加藤先生はその毒気のない表情のまま、毒気がないとは思いがたい言葉を口にする。
「とりあえずそれ飲んじゃいなさい、どうせ朝食も摂ってないんだから。まぁ、仮に摂ってたとしてもあれじゃあ意味なかったかもね」
たぶん、先生は私が泣きすぎて吐いてしまったことを言っているんだろう。昨日の晩からなにも食べてないから胃液以外なにも出てこなかったんだけど。
さっきまで先生は、私がどれだけ泣いても必要最低限のこと以外なにも言わなかったのに、泣き止んで多少落ち着いてからは、いきなりこんな言葉をかけてくるようになった。
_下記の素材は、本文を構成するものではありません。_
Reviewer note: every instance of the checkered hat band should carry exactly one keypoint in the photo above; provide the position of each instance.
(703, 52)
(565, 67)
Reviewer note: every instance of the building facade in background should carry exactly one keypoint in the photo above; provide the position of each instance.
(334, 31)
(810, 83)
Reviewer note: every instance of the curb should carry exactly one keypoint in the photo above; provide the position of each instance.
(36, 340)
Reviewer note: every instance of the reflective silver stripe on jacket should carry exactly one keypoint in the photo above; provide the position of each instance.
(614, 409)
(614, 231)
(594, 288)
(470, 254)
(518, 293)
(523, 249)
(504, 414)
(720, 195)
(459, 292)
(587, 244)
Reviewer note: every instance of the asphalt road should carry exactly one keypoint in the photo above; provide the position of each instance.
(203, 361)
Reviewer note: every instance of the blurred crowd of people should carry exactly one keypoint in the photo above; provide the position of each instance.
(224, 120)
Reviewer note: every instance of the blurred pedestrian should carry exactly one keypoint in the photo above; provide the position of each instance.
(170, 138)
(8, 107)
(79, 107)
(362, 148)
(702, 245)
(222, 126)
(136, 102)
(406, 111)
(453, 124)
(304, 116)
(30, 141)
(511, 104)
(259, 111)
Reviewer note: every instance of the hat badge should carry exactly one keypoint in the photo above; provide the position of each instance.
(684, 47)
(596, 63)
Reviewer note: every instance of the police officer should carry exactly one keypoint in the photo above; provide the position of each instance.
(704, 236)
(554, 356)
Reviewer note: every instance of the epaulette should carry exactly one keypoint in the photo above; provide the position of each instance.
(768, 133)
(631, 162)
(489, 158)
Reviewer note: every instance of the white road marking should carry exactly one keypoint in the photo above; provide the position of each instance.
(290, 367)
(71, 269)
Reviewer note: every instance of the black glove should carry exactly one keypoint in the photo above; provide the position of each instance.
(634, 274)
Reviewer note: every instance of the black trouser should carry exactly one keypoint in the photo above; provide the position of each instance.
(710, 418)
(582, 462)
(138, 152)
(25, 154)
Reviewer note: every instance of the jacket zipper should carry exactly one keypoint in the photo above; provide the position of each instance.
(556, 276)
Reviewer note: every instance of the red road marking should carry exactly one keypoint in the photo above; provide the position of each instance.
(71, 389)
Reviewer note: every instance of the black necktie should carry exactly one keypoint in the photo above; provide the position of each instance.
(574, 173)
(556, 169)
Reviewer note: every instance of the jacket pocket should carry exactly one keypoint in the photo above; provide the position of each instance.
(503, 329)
どう考えてもあんまりいい気分じゃないけど、妙に気を使われたり、慰められたり、励まされたりするよりはいいのかもしれない。
私はそう考えることにして、ココアを飲み干すことにした。ちょっと私には量が多くて一息では飲めない。
その私の様子を見て先生が言った。
「ゆっくり飲みなさい、今まで胃に何も入れてないんだから」
私に結局どうしろって言うの、私はココアを飲むのをやめて先生を見る。
その視線からなにかを感じ取ったのか、先生は口を開く。
「最初から急いで飲めとは言ってないでしょう?」
「先生、私はなにも言ってません」
私はそう言いつつも結局は加藤先生に従った。
少しづつ、ゆっくりと自分のペースで飲む。
口をカップから離すたびに、息を吐き出す。
そうすることで私はようやく自分を取り戻せた気がした。
同時にそれが私にとってどんなに難しいことだったかをはっきりと実感した。そんなことは、もう今さらのはずだったけど。
加藤先生は私を見て、カップを片手になぜか頷く。
「それじゃあ、そろそろ答えてもらいましょうか」
先生はカップをテーブルに置く、それから私に目を向けた。いつもの加藤先生とはどこか違うイメージの目。とても真剣で大人な目。
その目で私を見据えて、先生はそれがとても大切なことであるかのように言った。
「ねぇ、藤咲さん。あなたはどうしたの?」
私はどこから話せばいいのか、なにを話したらいいのか悩んだ。というより、どこまで話したらいいんだろうか。私の口は閉じたままだ。
だけど、いつまで経ってもそれ以上先生は何も他に言わない。
ずっと真剣なまなざしで私の言葉を待っている先生を見て、私は困惑する。
なにを言ったらいいのか。
説明できないことばかりだ、それに人に言ったからってどうしようもない。
私はどうしたらいいのだろうか。
言いようのないことを言葉には出来ない、私の中にはそういったものしかなかった。
でも、ふと気付く。先生は私の言葉を待っているんだろうか。
私は先生の目をもう一度見た。それから息を呑む。
いや、違う。待っているのは言葉じゃない。
それがわかると同時に次第に私の決意が固まっていく。
私がこれからどうすればいいのかを、私は決めた。